A home equity loan is a type of second mortgage that allows you to borrow against your home equity — that’s the difference between your home’s value and your outstanding mortgage balance. Similar to a traditional first mortgage, the loan uses the home as collateral and is repaid in fixed monthly installments. In the event of a foreclosure, a home equity loan is second in line to be repaid after a first mortgage.
You’ll typically need a maximum 85% loan-to-value (LTV) ratio to meet home equity loan requirements. Your LTV ratio is the percentage of your home value that’s financed by a mortgage. However, if you need to borrow more equity, some lenders offer high-LTV home equity loans.
Home equity loan terms vs. HELOC terms
A home equity line of credit (HELOC) usually lasts anywhere from five to 30 years, just like home equity loans. However, a HELOC is an open credit line that you can use as needed, not a lump sum. Just like with a credit card, you’ll make payments based on what you borrow, plus the interest charged on the balance you carry.
As long as you have access to the credit line, it can be used, repaid and used again. But once your “draw period” ends, you’ll have to repay your credit line according to your loan terms. This makes a HELOC a good choice if you’re not sure how much money you’ll need, or if you plan to make many purchases over time.
Read more about how home equity loans and HELOCs compare.
Should you consider a cash-out refinance instead?
Cash-out refinance repayment typically lasts 15 to 30 years. This is on par with longer-term HELOCs and home equity loans, but may not suit your needs if you need a 5- or 10-year repayment period.

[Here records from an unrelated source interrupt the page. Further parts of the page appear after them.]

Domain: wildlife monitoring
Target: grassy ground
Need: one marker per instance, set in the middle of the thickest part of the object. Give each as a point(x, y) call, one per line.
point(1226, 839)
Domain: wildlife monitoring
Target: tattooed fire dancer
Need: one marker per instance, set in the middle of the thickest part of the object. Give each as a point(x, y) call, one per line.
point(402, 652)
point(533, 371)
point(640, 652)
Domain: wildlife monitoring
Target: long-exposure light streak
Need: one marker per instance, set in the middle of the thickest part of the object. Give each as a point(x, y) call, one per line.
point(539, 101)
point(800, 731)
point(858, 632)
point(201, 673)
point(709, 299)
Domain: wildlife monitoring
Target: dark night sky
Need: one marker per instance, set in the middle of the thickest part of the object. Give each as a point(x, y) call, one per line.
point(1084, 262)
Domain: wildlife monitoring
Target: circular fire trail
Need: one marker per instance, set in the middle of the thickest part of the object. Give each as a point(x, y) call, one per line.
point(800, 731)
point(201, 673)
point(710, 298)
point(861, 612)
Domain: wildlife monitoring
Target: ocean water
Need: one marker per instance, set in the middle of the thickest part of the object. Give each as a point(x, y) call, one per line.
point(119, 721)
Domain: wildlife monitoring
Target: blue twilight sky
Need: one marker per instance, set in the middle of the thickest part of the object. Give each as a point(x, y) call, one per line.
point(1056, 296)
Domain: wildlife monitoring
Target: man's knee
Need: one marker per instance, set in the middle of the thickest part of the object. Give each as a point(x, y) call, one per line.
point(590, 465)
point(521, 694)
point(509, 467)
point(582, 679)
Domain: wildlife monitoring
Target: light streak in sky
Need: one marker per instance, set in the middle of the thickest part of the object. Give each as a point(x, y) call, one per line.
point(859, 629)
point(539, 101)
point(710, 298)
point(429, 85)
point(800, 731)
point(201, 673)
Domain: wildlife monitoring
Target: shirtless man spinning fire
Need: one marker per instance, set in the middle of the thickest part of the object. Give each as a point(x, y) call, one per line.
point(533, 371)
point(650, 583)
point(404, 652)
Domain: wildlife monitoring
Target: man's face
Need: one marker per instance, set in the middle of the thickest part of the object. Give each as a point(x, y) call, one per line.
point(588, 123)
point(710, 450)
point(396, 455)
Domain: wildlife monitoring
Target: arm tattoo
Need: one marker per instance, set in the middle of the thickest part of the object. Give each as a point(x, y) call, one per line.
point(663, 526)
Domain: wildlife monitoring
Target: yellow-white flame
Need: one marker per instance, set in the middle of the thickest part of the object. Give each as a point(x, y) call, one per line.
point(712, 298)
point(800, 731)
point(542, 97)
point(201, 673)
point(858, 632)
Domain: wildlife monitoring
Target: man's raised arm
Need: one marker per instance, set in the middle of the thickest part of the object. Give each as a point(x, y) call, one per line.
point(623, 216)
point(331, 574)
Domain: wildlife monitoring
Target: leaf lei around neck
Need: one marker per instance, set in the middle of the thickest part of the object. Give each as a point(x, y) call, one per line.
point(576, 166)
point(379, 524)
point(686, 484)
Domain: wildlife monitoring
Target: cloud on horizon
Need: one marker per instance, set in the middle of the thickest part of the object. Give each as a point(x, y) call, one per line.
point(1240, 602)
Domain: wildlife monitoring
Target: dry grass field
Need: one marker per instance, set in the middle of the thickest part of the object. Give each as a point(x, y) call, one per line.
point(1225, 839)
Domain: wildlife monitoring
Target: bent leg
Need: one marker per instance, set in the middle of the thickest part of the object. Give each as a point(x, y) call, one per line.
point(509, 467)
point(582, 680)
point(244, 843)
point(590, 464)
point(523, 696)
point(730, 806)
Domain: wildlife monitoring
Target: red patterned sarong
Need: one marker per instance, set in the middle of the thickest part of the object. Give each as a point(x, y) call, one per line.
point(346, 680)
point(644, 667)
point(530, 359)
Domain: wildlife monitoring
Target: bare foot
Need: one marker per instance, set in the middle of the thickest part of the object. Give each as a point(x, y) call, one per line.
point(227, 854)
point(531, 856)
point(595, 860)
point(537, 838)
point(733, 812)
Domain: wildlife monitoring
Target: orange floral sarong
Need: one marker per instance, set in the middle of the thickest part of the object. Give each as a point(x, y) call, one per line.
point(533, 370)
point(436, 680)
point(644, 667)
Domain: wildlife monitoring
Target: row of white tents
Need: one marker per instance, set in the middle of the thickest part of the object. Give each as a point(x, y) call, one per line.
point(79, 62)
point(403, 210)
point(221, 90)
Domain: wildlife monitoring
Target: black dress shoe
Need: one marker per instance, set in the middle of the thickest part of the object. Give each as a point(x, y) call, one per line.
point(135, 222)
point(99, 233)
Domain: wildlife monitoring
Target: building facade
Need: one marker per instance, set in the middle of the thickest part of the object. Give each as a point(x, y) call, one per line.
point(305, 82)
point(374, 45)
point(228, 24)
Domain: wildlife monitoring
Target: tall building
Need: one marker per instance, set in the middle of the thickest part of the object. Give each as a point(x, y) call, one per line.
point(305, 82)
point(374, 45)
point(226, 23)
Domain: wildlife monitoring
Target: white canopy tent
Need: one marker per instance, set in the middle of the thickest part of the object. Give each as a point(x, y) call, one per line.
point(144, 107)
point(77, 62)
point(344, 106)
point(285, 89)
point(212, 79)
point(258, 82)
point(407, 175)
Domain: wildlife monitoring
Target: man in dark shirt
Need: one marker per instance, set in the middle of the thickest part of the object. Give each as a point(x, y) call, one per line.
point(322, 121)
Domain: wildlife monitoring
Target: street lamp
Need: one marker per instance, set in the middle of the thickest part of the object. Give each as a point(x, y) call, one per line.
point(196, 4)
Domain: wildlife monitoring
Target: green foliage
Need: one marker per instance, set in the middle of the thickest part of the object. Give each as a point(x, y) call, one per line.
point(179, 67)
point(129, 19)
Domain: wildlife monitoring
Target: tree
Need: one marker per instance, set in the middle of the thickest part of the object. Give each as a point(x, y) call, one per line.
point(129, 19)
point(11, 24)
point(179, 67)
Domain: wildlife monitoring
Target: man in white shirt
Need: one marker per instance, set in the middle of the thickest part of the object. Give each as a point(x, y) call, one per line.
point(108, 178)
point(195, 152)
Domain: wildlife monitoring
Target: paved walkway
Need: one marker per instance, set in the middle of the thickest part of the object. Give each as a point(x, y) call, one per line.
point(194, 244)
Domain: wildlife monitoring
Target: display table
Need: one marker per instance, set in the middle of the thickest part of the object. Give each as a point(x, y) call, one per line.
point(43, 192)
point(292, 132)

Like the other options we’ve discussed so far, a cash-out refinance is a mortgage that helps you tap your home equity. In this case, though, you’ll take out a new first mortgage for more than you owe on your current loan and receive the difference as a cash lump sum.
As with a home equity loan or HELOC, you can use the money from your cash-out refinance for virtually any purpose.
Frequently asked questions
It typically takes two to eight weeks to apply for and receive the funds from a home equity loan. This is similar to how long it takes to get a HELOC (two to six weeks), while it may take as many as six weeks to get a cash-out refinance.
If your house is completely paid off, you have 100% home equity.
There are a few disadvantages to a home equity loan, including:
- You’ll likely pay higher interest rates than for a HELOC
- You’ll pay closing costs
- You’ll need at least 15% equity built up in your home to qualify
Since HELOCs typically have lower interest rates and you’ll only pay interest on the funds you withdraw rather than the full credit line amount — as such, they’re often the cheapest way to access home equity. That said, you’ll ultimately need to run the numbers on your specific situation, using actual loan offers you’ve received, to truly understand what’s best for you.